Omg it works!! It was the monitor i supose, got my new one and works like a charm! For anyone else that might read this i was useing a Dell CRT monitor that was a VGA cable, the new monitor is a DVI hook up.

Wow all that stressin out and unhooking everything/trying different things for nothin! certainly glad i dont have to RMA anything  

One last question sinse i restarted the BIOS by taking the battery out do i have to update it now? its F16 i believe, is there a need to have the very latest BIOS?

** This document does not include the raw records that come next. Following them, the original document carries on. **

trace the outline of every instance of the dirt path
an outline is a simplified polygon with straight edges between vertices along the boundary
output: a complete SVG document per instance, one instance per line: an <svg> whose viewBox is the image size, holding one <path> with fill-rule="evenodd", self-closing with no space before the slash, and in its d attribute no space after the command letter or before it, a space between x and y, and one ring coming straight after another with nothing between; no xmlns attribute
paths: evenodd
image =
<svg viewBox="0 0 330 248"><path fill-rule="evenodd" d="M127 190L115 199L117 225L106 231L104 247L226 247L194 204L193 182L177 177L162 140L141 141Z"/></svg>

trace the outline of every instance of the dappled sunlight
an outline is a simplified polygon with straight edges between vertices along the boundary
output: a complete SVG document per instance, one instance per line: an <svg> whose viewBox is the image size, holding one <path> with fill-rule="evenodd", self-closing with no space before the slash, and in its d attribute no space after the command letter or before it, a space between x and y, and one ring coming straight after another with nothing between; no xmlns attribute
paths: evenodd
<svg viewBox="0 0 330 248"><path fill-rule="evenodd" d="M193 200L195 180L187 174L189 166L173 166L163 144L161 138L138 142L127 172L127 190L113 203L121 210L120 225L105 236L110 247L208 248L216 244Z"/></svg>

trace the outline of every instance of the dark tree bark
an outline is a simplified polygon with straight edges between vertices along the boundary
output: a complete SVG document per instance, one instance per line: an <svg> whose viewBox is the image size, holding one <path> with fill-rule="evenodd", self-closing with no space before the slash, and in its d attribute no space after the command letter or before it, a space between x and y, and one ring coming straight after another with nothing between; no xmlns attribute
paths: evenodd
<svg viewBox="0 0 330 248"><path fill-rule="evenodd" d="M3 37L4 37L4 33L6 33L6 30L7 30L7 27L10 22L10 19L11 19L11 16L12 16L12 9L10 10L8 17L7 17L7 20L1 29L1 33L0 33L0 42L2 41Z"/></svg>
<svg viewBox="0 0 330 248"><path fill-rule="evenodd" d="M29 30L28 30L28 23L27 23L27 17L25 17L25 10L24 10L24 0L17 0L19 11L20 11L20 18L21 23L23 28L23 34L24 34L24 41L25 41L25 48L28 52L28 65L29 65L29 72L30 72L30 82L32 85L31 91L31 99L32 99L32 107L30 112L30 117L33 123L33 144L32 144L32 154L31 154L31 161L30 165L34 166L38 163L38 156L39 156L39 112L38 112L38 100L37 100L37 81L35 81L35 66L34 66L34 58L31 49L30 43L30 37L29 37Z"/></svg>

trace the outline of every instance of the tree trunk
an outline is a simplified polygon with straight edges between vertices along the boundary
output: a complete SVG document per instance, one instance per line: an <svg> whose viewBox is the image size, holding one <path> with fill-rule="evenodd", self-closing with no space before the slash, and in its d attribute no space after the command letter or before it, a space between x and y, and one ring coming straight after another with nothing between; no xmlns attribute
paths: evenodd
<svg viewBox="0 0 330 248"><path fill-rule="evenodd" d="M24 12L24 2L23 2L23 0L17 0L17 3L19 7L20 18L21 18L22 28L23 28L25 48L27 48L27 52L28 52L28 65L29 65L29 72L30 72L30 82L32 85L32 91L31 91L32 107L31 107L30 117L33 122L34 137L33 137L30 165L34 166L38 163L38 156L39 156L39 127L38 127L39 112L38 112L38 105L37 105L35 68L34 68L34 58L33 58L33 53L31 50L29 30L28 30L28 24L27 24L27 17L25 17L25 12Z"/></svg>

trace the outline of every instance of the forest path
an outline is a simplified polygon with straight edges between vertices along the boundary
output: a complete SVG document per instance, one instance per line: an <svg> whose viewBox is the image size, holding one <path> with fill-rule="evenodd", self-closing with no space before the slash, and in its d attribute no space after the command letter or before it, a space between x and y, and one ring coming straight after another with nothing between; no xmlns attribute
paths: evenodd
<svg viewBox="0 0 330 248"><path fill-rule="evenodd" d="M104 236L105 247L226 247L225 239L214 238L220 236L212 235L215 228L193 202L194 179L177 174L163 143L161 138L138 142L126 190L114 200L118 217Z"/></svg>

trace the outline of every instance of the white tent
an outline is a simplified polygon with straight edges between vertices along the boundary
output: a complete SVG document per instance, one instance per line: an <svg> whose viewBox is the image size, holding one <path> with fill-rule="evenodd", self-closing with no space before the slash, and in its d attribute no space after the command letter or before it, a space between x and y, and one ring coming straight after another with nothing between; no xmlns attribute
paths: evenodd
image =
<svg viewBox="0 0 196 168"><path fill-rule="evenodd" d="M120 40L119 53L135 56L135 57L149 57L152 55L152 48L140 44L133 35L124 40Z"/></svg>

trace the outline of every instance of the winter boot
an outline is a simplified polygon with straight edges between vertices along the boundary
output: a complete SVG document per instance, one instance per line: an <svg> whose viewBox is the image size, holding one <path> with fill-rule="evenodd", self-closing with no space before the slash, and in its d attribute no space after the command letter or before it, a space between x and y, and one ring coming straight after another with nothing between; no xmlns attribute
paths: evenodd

Thanks for everyones time.


----------



## Crap Daddy (Dec 6, 2012)

Glad it works! If everything's stable and you have no issues there is no need for the latest BIOS.


----------



## Sasqui (Dec 6, 2012)

shrimphead7 said:


> Omg it works!! It was the monitor i supose, got my new one and works like a charm! For anyone else that might read this i was useing a Dell CRT monitor that was a VGA cable, the new monitor is a DVI hook up.
> 
> Wow all that stressin out and unhooking everything/trying different things for nothin! certainly glad i dont have to RMA anything
> 
> ...



I have a Z77-UDH5 / 3570k (build in process).  Had it hooked up to a spare LCD monitor via VGA cable and everything worked fine, so perhaps it's either a problem with your CRT, or some mode compatibility issue.

Glad it worked out for you!


----------